For people who would like to dig in further in advance of the webinar, Gary, Emily, Hannah, Gina, and I collected the following background readings:
- First report of the Patient-Led Research Group within Body Politic
- Patients’ experiences of “longcovid” are missing from the NHS narrative (British Medical Journal Blog; July 10, 2020)
- Trish Greenhalgh: Towards an institute for patient-led research (British Medical Journal Blog; November 12, 2019)
- COVID-19 Global Rheumatology Alliance Patient Experience Survey
- Capturing Patient‐Reported Outcomes During the COVID‐19 Pandemic: Development of the COVID‐19 Global Rheumatology Alliance Patient Experience Survey
- Epidemiology and outcomes of novel coronavirus 2019 in patients with immune-mediated inflammatory diseases (Current Opinion in Rheumatology; July 15, 2020)
- A Conceptual Framework for Personal Science (Frontiers in Computer Science; June 20, 2020)
What questions or comments do you have for us, in advance of the webinar? What topics, data, examples would you bring to this audience of clinicians, researchers, patient advocates, funders, and other interested parties?

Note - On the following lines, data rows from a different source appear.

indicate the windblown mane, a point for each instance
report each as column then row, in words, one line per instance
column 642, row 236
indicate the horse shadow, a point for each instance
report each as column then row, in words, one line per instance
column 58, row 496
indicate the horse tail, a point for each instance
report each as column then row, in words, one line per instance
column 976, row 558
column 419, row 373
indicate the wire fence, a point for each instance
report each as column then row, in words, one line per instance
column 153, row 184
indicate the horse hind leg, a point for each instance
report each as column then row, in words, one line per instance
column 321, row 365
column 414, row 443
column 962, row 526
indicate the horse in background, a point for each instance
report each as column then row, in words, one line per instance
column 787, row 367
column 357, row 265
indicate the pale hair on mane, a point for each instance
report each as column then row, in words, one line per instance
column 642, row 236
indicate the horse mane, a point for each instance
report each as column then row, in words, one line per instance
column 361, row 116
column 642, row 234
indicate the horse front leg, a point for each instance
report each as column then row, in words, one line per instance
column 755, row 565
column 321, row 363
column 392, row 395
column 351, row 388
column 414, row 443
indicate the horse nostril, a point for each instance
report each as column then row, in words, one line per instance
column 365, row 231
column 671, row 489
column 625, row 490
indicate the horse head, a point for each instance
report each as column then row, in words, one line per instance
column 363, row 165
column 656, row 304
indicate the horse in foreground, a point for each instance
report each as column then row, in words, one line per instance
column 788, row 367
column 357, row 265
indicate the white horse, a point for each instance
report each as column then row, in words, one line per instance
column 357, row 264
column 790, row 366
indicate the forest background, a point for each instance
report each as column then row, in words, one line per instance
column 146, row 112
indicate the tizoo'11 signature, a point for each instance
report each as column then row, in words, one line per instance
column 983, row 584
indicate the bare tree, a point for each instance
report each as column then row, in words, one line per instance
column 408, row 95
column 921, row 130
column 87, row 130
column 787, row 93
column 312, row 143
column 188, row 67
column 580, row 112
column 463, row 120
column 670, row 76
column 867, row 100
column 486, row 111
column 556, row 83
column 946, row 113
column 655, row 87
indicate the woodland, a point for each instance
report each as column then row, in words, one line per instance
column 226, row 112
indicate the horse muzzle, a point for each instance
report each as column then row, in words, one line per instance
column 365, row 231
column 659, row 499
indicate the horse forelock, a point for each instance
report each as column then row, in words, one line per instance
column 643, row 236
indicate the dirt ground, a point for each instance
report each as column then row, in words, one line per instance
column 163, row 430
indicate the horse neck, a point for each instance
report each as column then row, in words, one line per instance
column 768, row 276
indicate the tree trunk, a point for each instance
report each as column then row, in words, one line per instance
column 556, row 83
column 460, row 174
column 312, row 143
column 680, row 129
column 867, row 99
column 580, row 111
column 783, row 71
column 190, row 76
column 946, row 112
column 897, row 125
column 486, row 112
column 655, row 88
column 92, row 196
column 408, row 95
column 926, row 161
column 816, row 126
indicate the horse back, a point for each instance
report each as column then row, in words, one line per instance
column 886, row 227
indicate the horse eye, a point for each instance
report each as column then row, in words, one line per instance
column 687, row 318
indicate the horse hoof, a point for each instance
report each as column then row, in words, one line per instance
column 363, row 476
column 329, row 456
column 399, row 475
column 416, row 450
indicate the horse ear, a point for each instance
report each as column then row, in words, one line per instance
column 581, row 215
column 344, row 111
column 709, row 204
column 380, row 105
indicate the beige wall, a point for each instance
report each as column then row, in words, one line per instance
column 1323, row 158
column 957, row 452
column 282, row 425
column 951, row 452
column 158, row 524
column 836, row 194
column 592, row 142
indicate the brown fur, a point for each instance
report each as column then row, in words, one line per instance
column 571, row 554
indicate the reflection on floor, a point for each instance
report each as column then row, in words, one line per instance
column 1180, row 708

Image credit: Dandelion seed, by Charlie Marshall on Flickr. I chose this image for its beauty and symbolism — every seed carries potential, just as every person does, too. I also like the symbolism of a flower that is seen as a weed. Peer-to-peer health care is growing up between the cracks of the mainstream system like a tenacious, beautiful weed. How might we unleash and nurture these powerful seeds of change?
Maarten says
Here’s an interesting add-on we have on COVID19 data in NL: large cohort studies that e.g. show patient anxiety, connectedness, WFH, unemployment, worrying, sleeplessness etc https://coronabarometer.nl
Susannah Fox says
Thanks for making the jump from Twitter! We have so much to learn from other countries’ and regions’ approach to tracking and understanding this virus and its effects. Please, let’s keep sharing our insights & resources (and a big thank you to the @LifelinesNL team for providing an English-language version of their site).
Helen Burstin says
Thank you so much, Susannah for leading our upcoming webinar! Please join us!
Your framing of the issue is right on target. To make meaningful progress in understanding COVID-19 and many other conditions, we need to foster more collaboration and prioritize outcomes that matter to patients and clinicians.This line really resonated with me: “Belief in the truth of a patient’s lived experience is a leap that doesn’t always get made in health care. ” We are working with our specialty society members to help make that leap and prioritize patient experience and patient-reported outcomes (PROs) in clinical registries.
In terms of resources, we did a PCORI-funded engagement project with NHC on effective strategies to engage patients in clinical registries. The two primers (one directed at registries and one directed at patient orgs) can be found here: https://cmss.org/engaging-patients-in-clinical-registries/.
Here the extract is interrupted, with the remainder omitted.